Gunnarr slowed his pace, his heart beating solidly against the ground beneath him. The undergrowth was thinning, but the sound of his limbs as he dragged them through the foliage seemed to be louder than ever. He realised that he could not hear Kelda. For once she had stayed back, watching as he pressed forward.
Within two more yards he breached the cover of the last bush. Once he did the long grass died away into tough, cropped shoots. His head and shoulders had emerged on an elevated ridge that overlooked the water, although from how high up he could not say. The men were still hidden from view somewhere beneath him, but the low voice continued to talk, almost incessantly.
‘Look at this, stupid, stupid …’
It was only when his face was barely inches from the edge of the bank that Gunnarr for the first time felt a stab of unease. He glanced backwards. Kelda was watching him from the bushes, her face frozen with anticipation. He shook away his thoughts and went on. Pushing with his toes, he eased himself forward until the grass parted from his vision and the bright water flashed up at him from below. His eyes swallowed in the scene, and his breath died upon his lips.
A man was standing below him at the edge of the water. He was facing the opposite direction, hands on his hips, as if deep in thought. Gunnarr was so close that he could see grains of dirt in the man’s scalp where his hair thinned at the back of his head. Though he was clad in a brown woollen tunic, the man’s shoulders were shaking as if through cold, and at intervals he would place his hands into his hair and clutch at it as if intending to pull it free.

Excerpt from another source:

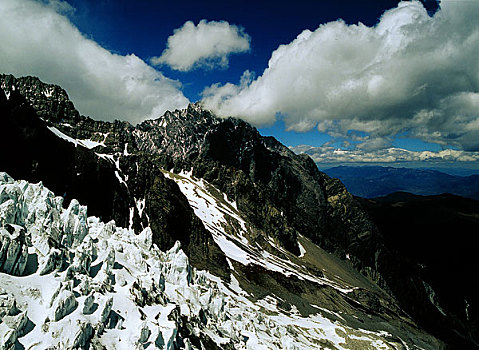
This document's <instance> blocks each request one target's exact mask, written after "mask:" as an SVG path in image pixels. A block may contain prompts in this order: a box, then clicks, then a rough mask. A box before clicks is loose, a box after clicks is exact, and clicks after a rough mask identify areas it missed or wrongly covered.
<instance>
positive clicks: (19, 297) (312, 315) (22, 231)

It was not to him that Gunnarr’s eyes were drawn, though. Instead, he found himself looking in the same direction that the man was staring. There his gaze fell upon the second man, the high-voiced one, and the sight caused Gunnarr’s hands to clench involuntarily around fistfuls of grass.
The second man was nearer to being a boy. He could not have been much older than Gunnarr. He was lying on his back in a shallow point in the middle of the stream, naked, his pale skin very bright amidst the greyness of the river rocks. He could almost have been bathing, but the rushing water was surging against the crown of his head and pouring over into his open eyes and mouth, and the boy was not in the least bit conscious of it.
A splash of movement sounded from below, and Gunnarr almost jolted with shock as the man began to stride across to where the boy lay. For once the man’s lips had fallen silent, and the sound of the water sloshing around his feet was the only noise to mask that of Gunnarr’s heartbeat. The man came to stand over the boy’s body and stooped to peer down at it, like a hunter studying a paw print. He gazed at the corpse for a long while, his lips pursed questioningly, and then Gunnarr realised that a knife was in the man’s hand. With a sudden movement, he dropped to a knee in the water and began jerking his arm back and forth in a swift cutting motion.